Answer to Question #70537 in Economics of Enterprise for Zanab Nazir
Kitty Russell’s Longbranch Cafe in Sausalito recently reduced Nachos Supreme appetizer prices
from $5 to $3 for afternoon “early bird” customers and enjoyed a resulting increase in sales
from 60 to 180 orders per day. Beverage sales also increased from 30 to 150 units per day.
A. Calculate the arc price elasticity of demand for Nachos Supreme appetizers.
B. Calculate the arc cross-price elasticity of demand between beverage sales and appetizer
C. Holding all else equal, would you expect an additional appetizer price decrease to $2.50
to cause both appetizer and beverage revenues to rise? Explain
Hint: For Arc use average price (P1+ P2/2) and quantity as average quantity (Q1+Q2/2).

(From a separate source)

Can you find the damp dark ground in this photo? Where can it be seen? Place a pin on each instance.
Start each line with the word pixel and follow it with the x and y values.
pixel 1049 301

P1 = $5, P2 = $3, Q1 = 60, Q2 = 180 Nachos Supreme appetizers per day. Beverage sales: Q1 = 30, Q2 = 150 units per day. A. The arc price elasticity of demand for Nachos Supreme appetizers is: Ed = (180 - 60)/(3 - 5)*(3 + 5)/(180 + 60) = -120/2*8/240 = -2, so demand is elastic. B. The arc cross-price elasticity of demand between beverage sales and appetizer prices is: Ed = (150 - 30)/(3 - 5)*(3 + 5)/(150 + 30) = -120/2*8/180 = -2.66, so the products are complements. C. If we expect an additional appetizer price decrease to $2.50, then it would cause appetizer and beverage revenues to rise, because the demand for appetizer is elastic and the goods are complements.